Para el Foro de las Artes 2025 proponemos una línea temática en torno a una reflexión sobre arte, mediaciones, conocimientos y tecnologías, que interpele el sentido del humanismo en una época donde vivimos profundos cambios culturales, sustentado en buscar nuevas formas de relacionar lo técnico y lo humano. Proponemos repensar los límites del concepto de humanismo a través de las prácticas artísticas, manifestando las tensiones actuales de un arte cruzado por dos movimientos pendulares: aquel que se abre  a las tecnologías como también el que resiste frente a sus imposiciones de forma y contenido. Esta situación también es reflejo de la condición actual de un capitalismo acelerado, el cual influye en los usos y formas que las tecnologías de creación realizan y cómo afectan nuestras relaciones sociales y culturales. Al respecto, la creación artística, espacio lúdico por su propia naturaleza, permite explorar y desplegar las potencialidades de las nuevas tecnologías con fines emotivos, afectivos, estéticos y sensoriales, lo que también nos puede movilizar a reflexiones éticas que recién como sociedad estamos empezando a delimitar. 

En un contexto de temporalidad acelerada, los procesos creativos nos ofrecen distintos caminos para encontrar sentido a través de nuevos modos de comprensión de la imaginación.
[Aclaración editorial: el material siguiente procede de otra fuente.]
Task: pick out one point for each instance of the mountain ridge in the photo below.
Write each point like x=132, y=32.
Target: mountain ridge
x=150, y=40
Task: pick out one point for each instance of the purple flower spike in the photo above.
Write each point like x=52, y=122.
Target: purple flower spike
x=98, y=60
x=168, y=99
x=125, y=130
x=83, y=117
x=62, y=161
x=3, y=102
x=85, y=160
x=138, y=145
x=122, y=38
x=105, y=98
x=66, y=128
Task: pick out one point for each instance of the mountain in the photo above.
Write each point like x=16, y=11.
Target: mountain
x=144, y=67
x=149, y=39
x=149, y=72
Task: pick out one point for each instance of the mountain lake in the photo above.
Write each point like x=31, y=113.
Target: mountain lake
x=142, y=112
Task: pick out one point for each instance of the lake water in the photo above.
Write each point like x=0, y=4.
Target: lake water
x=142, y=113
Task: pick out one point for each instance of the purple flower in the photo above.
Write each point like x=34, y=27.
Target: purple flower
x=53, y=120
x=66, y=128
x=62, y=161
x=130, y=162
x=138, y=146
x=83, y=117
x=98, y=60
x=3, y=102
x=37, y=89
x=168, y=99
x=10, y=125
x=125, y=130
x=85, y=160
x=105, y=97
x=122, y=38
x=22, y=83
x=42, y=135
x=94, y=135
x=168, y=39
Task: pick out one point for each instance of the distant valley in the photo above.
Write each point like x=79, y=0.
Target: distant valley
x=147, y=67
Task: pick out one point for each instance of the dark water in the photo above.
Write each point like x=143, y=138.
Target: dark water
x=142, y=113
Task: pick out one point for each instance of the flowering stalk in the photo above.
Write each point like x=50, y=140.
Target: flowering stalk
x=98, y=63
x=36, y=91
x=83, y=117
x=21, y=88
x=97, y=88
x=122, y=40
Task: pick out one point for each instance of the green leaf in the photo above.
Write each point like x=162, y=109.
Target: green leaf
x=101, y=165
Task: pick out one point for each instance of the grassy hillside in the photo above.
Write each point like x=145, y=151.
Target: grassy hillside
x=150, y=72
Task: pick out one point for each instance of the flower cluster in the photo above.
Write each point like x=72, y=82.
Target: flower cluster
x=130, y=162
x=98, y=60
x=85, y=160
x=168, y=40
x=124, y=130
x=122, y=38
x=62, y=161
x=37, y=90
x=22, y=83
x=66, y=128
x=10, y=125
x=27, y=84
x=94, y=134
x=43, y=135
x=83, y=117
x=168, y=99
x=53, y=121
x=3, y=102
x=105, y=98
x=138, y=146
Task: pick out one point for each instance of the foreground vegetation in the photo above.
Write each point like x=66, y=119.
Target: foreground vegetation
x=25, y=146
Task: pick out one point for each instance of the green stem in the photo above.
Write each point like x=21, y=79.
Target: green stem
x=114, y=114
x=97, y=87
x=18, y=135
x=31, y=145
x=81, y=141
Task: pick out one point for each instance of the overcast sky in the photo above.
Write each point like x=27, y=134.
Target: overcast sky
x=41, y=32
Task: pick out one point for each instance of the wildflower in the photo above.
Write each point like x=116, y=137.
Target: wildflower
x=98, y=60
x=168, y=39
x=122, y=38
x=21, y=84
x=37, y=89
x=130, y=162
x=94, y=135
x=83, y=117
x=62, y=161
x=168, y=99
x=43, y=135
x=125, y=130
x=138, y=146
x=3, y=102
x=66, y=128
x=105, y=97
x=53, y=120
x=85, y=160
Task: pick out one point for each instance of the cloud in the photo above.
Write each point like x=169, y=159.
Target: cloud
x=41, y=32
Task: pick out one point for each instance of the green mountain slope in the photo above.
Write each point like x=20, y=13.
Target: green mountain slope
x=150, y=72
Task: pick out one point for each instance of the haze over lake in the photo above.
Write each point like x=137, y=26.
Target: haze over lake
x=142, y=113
Pareciera ser que es la liberación de la imaginación (una característica que aunque presente en muchos animales, pareciera solamente en el ser humano encontrar un caldero efervescente de producción y sentido) la que puede contrarrestar, a través de un ejercicio creativo crítico y situado, el sentimiento de estancamiento que parece permear el tejido social. En un contexto donde la crisis parece ser el sino de su condición existencial, la imaginación es el modo de resarcir un vínculo fundamental para el desarrollo humano, entre sentimiento y realidad. Es, en otras palabras, la condición sine qua non para sostener un presente sensible que permita imágenes de un futuro posible. De acuerdo a esta hipótesis, lo post-humano no sería sino una revuelta que intenta, en el océano de ilusiones que buscan prefigurar qué somos y qué podemos hacer, encontrar el nuevo signo de lo humano en la forma y la materia que constituyen este (nuevo) presente.  

Lo que está en juego, es esa condición de sutil resistencia.